Ruth Ke’elikōlani

Born: 17 June 1826, United States
Died: 24 May 1883
Country most active: United States
Also known as: Luka Ke‘elikōlani, Ruth Ke‘elikōlani Keanolani Kanāhoahoa

The following is republished from the National Park Service and was written by Faith Bennett. This piece falls under under public domain, as copyright does not apply to “any work of the U.S. Government” where “a work prepared by an officer or employee of the U.S. Government as part of that person’s official duties” (See, 17 U.S.C. §§ 101, 105).

Princess Ruth Keʻelikōlani was a direct descendent of Kamehameha I, the leader who united the Hawaiian islands and founded the kingdom of Hawai‘i. She was an advocate for Hawaiian culture who was best known for defending the town of Hilo during the 1880–1881 eruption of the Mauna Loa Volcano that is part of the Hawai‘i Volcanoes National Park.

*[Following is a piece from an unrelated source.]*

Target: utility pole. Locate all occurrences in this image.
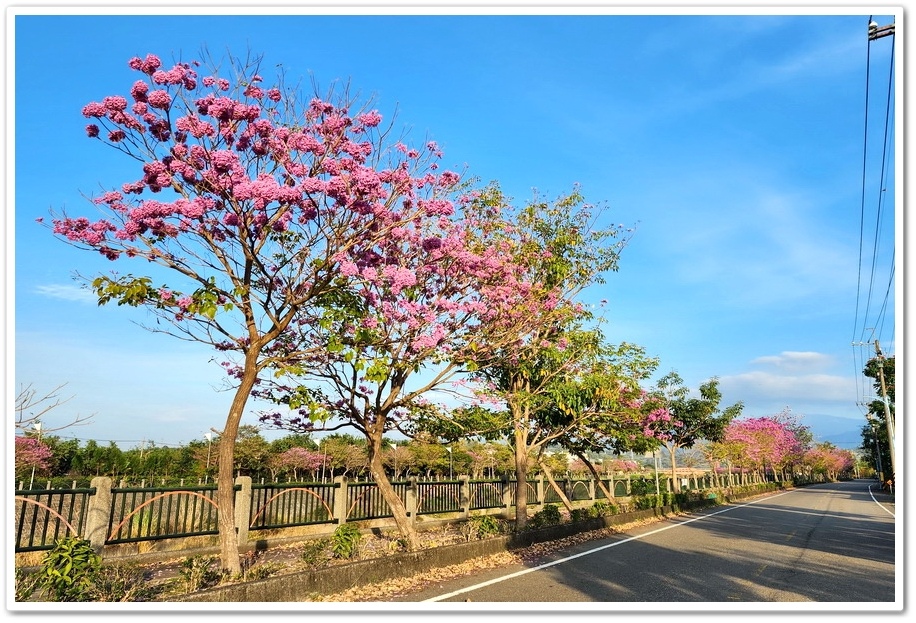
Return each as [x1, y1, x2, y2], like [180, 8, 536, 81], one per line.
[868, 20, 895, 41]
[866, 413, 884, 483]
[873, 341, 896, 480]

Keʻelikōlani was born in Pohukaina, Oahu in 1826. Her mother, Chiefess Pauhi, married her third husband, Mataio Kekūanāoʻa, only three months before she died while giving birth to Princess Ruth. Both Kekūanāoʻa and the Chiefess’s second husband, High Chief Kahalaiʻa Luanuʻu, claimed Keʻelikōlani as a daughter. She was publicly recognized as keiki po‘olua, a “two heads” child, or someone who would inherit the mana (spiritual energy) of both fathers. This early controversy surrounding her paternity presented enduring challenges as she navigated the U.S. legal system to secure a vast land inheritance. When she was sixteen, the princess married Leleiohoku with whom she had two children. After Leleiohoku’s death, Keʻelikōlani married Isaac Young Davis, grandson of the haole (a white person) advisor to Kamehameha I. Together they had a son, whom she gave to her cousin Bernice Pauahi Bishop to raise in the Hawaiian tradition of hānai.

Ke‘elikōlani maintained distinctive Hawaiian beliefs and practices during a period of ongoing tensions between self-proclaimed traditionalists and Christian Hawaiian chiefs. Educated by missionaries in English, she insisted on conducting business in the ‘ōlelo Hawai’i (the Hawaiian language). Inheriting palaces from her father, she preferred to live in a traditional grass house (hale pili) in Kailua. Her rejection of Christianity and the Anglo-American culture made her revered by her countrymen and women, and they turned to her for intervention when the volcano Mauna Loa began erupting in 1880. Six months later in a second wave of eruptions, Mauna Loa’s rift zones released three steady streams of lava flowing toward the town of Hilo, as well as the bases of Mauna Kea and the district of Ka’ū. Though the lava flows toward Ka’ū District and Mauna Kea ceased, the lava heading toward the town of Hilo steadily advanced for months. In August 1881 Queen Liliʻuokalani and Princess Ke‘elikōlani arrived in Hilo. At the foot of the lava flow, Keʻelikōlani chanted (oli) and made offerings (ho‘okupu) to Pele, the volcano goddess. The lava flow soon ceased and, according to some reports, Keʻelikōlani then camped overnight just beyond the lava’s reach.

She died in May 1883 after a brief illness. At the time of her death she was proclaimed to be the highest ranking descendent of Kamehameha I. She laid claim to 353,000 acres of Kamehameha land, all of which she bequeathed to Bernice Pauahi Bishop, who established the Bernice Pauahi Bishop Estate to set aside land for the preservation of Hawaiian culture and the advancement of Native Hawaiian people. In her will, Pauahi Bishop dedicated the estate to the development of the Kamehameha Schools for Hawaiian Children.